Squinty-Eyed Skepticism...

Okay, sweet readers, I feel like we’ve gotten close enough over the last few weeks that I’m going to share a little secret. Y’all have to promise not to tell… OK?

Sigh. Ok. Here goes: I hate Zoom.

There. I said it.

And I do: I hate it. (If you have not yet jumped on the awful amusement-park-like Zoom train, Zoom is an app for laptops, tablets, and smartphones that lets users see and talk to others online in real time for meetings and get-togethers.)


Or, at least, I want to hate it. I know, as a self-proclaimed Jesus freak, I’m not supposed to hate anything. That’s not how JC teaches us to roll. Sigh. So maybe I’m exaggerating just the littlest of bits. Maybe I don’t hate Zoom. And maybe I only feel squinty-eyed skepticism – as well as the slightest bit of nausea – at the thought of the next Zoom meeting.

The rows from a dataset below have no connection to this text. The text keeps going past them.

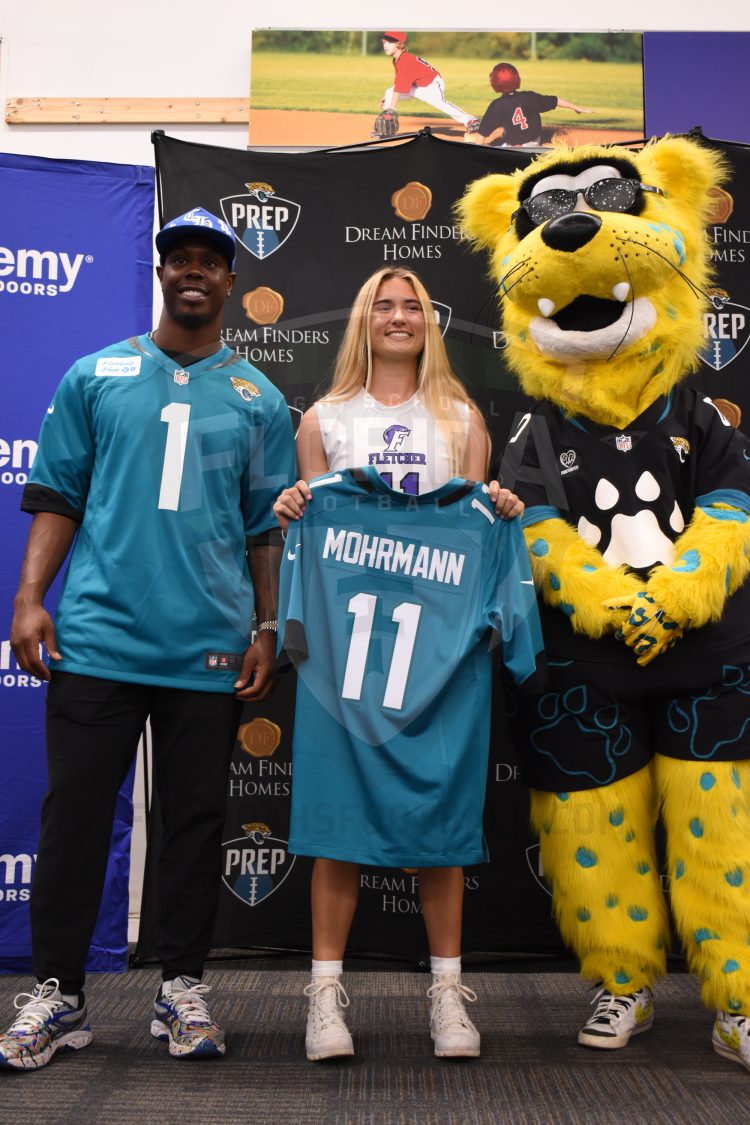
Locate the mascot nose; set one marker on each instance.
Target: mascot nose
(570, 232)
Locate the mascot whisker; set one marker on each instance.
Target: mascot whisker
(638, 523)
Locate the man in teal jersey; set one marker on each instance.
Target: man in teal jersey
(159, 460)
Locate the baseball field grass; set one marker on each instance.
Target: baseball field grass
(355, 83)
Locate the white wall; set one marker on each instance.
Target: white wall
(160, 50)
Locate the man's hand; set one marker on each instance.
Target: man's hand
(258, 665)
(33, 626)
(506, 503)
(645, 627)
(291, 503)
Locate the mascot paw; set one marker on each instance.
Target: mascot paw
(645, 627)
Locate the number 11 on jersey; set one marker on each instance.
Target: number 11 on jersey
(406, 615)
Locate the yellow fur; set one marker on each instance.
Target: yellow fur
(642, 250)
(597, 849)
(693, 597)
(707, 820)
(559, 574)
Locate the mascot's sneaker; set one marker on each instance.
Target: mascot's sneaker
(327, 1035)
(616, 1018)
(182, 1018)
(731, 1037)
(45, 1024)
(453, 1033)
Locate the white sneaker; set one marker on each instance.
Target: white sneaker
(731, 1037)
(616, 1018)
(327, 1035)
(453, 1033)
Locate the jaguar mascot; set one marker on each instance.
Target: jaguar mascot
(638, 504)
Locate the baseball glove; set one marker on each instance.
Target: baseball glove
(386, 124)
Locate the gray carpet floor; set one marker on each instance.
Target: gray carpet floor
(531, 1068)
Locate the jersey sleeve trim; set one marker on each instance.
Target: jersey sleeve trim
(42, 498)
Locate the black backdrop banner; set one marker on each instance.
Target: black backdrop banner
(312, 227)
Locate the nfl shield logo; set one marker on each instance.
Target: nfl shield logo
(261, 219)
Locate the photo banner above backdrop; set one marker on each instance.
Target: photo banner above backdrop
(75, 273)
(312, 227)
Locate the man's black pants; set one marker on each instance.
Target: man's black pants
(93, 727)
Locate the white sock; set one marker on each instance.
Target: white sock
(327, 968)
(444, 965)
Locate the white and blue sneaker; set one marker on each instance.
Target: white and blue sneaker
(617, 1018)
(45, 1024)
(182, 1018)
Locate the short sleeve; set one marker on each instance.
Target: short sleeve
(64, 458)
(271, 467)
(511, 606)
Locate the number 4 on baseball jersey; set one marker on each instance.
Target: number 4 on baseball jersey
(390, 609)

But whatever it is that I’m feeling about Zoom, I do know this: It’s intense. It’s not pleasant. And I’m more than a little bit over the entire thing.

I know all you optimistic types – the types who say that the glass is entirely full and overflowing, no matter what – will want to remind me of the blessings of Zoom. And I’ll save y’all the trouble: I totally get what Zoom provides: It gives us a way to stay connected during this weird time of minuscule peopling. It allows us to see each other and to have some sort of interaction with humans who do not live in our homes with us. It allows us to school, to work, and to function without sacrificing anyone's safety.

I get all that, but Zoom still makes me exceedingly twitchy and just plain tired. I suspect that I am not the only one. I imagine that there are others out there who are entirely over experiencing relationships in only two, less than satisfying, virtual dimensions – relationships that can be clicked into and then left without fanfare and relationships that we can “ghost” all too easily.


These are also the type of relationship that requires my face to be displayed on a screen for way too many hours a day. That’s just not right. None of us should consider our own reflections for that long. With so much face time, narcissistic personality disorders seem imminent for us all. Maybe we’re not crazy now, but, slowly, we’re all turning into Evil Queens with magic mirrors.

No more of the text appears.